As weigh-ins go, the one held Monday at Fremont Street Experience was rather docile.
With a couple of hundred people looking on, the competitors got on the scale and didn't so much as look at each other. There was no trash talking, no drunks singing a parody, no entourages pushing and shoving, and no need for anyone to intervene between the combatants.
But if bulls could talk ...
There's probably no love lost between Bushwacker and Asteroid, who are two of the orneriest characters this side of Floyd Mayweather Jr.'s Spring Mountain Road gym. But they are among the four-legged stars who will be on display beginning tonight at the Thomas & Mack Center as the Professional Bull Riders World Finals makes its season-ending run in Las Vegas.
Jim Haworth, the PBR's chairman and CEO, said thinking outside the chute is how his organization needs to do business in the Twitter-Facebook-YouTube age if it hopes to continue to grow its fan base.
"Somebody suggested we do a weigh-in with the bulls, and since Las Vegas is the fight capital of the world, it made sense," Haworth said. "We can't be afraid to try different things."
So you have riders tweeting, stock contractors blogging, Chad Ochocinco trying to ride a bull and fans such as swimsuit model Kate Upton watching the action on their iPhones when they can't be there in person.
Haworth, a 50-year-old former Wal-Mart executive who took over the PBR in 2011, is dedicated to growing the sport internationally.
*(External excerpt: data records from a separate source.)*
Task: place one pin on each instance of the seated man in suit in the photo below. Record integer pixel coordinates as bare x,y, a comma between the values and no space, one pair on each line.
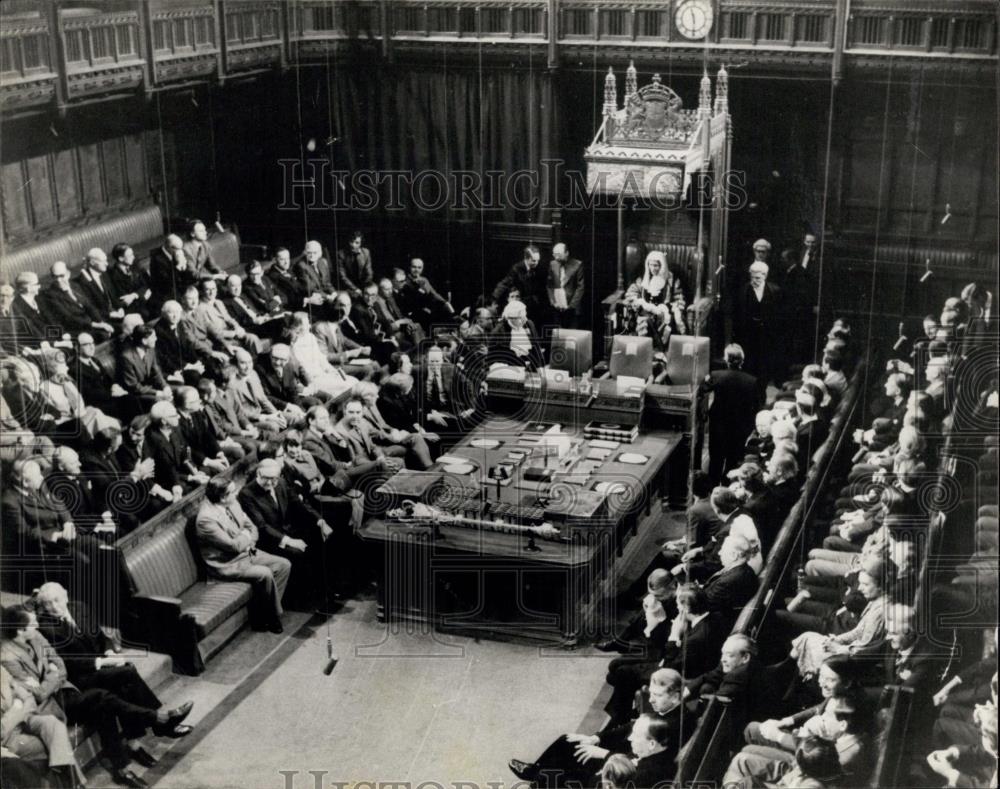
396,442
181,358
228,542
215,316
575,758
199,253
289,527
737,678
139,371
91,662
366,461
251,398
130,286
287,284
689,645
335,339
169,272
266,324
315,279
332,495
70,309
367,329
95,285
213,349
354,266
282,382
261,293
96,384
165,444
232,428
199,435
405,331
427,305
He wants to take Bushwacker and Asteroid to China, to Australia, to Japan, to Europe and to other North American markets. Selling out Madison Square Garden for three consecutive nights in early January is nice. But a week in Beijing, Sydney or Tokyo is better.
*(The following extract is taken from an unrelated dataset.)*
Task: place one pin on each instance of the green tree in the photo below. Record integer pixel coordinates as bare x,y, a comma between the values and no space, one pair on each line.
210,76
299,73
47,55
"It's like any business," Haworth said. "You want to reach your maximum potential. We happen to be in the entertainment business. Why limit ourselves?"
The PBR runs tours in five countries, with more than 100 events and $10 million in annual prize money. But it's the Built Ford Tough Series that is its biggest and most visible event, and this week's World Finals celebrates the best of the best. Besides the Garden, the tour stops at Cowboys Stadium in Arlington, Texas, Reliant Stadium in Houston and Ford Field in Detroit, and holds events in arenas in Chicago, Philadelphia, Baltimore, Indianapolis, Tampa, Fla., Columbus, Ohio, and Greensboro, N.C.
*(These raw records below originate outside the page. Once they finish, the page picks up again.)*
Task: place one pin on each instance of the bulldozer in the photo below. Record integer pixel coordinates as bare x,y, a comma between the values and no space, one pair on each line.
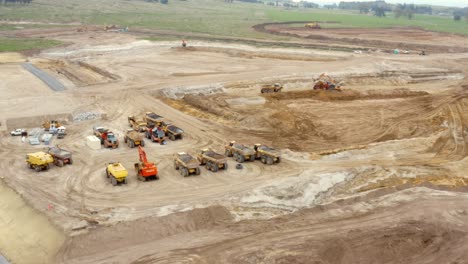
171,131
313,25
145,170
266,154
186,164
116,173
39,161
133,138
240,152
325,82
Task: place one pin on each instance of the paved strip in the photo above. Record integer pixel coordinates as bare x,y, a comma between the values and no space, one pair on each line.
3,260
53,83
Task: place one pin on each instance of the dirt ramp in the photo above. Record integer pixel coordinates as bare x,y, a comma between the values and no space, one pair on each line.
143,231
26,236
346,95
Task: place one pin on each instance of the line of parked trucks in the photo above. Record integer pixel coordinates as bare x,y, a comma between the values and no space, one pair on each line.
188,165
154,127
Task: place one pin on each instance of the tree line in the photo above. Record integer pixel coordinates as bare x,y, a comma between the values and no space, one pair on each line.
6,2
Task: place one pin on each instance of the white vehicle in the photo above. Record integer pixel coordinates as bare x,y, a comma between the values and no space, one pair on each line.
17,132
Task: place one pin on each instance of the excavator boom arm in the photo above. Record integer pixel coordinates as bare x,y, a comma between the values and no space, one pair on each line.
142,154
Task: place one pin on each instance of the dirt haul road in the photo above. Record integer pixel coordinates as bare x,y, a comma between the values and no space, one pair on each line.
384,161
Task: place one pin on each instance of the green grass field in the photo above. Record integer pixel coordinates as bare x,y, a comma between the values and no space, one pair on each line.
213,17
19,44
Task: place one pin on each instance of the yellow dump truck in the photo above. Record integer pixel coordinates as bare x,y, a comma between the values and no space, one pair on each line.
39,161
186,164
116,173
"We were in Connecticut for the first time at Mohegan Sun, and we were well received," Haworth said. "We want to go to nontraditional rodeo markets in the U.S. That's how you grow the sport.
"I always like to say we were the original extreme sport. Once you get people inside, they're hooked."
Of course, traditionalists think Haworth and the PBR are overdoing it. They think there are too many events, which means the riders have more opportunities of getting injured and not making it to Las Vegas. But Haworth counters that it also gives riders more opportunities to make money, and the overwhelming majority of the top riders do make it to the Thomas & Mack.
"We listen," he said. "We want input from the fans, just like we want input from everyone connected with the sport.
"Look, you're never going to please everybody. But we're not going to jeopardize the safety of the riders or the bulls. We want to make our sport appealing to everyone."
One thing on which everyone seems to agree is the World Finals has a great home in Las Vegas. Tonight marks the PBR's 19th year at the Thomas & Mack, and the five-day run is expected to bring 70,000 visitors to town and generate nongaming revenue of approximately $15 million. It's little wonder the Las Vegas Convention and Visitors Authority and the PBR announced they were extending their relationship through 2015.
"This is where we want to be; this is where our fans want to be," Haworth said of Las Vegas. "We're very happy with the Thomas & Mack. It suits our needs just fine. I know there's been plenty of talk about building a new arena in Las Vegas, and we're monitoring that.
"But as far as we're concerned, as long as Las Vegas wants us, we're not going anywhere else."
For the record, Bushwacker weighed in at 1,625 pounds, while Asteroid came in at a rather svelte 1,365 pounds. Still, that's a whole lot of meanness for the guys who will have to try to ride them this week.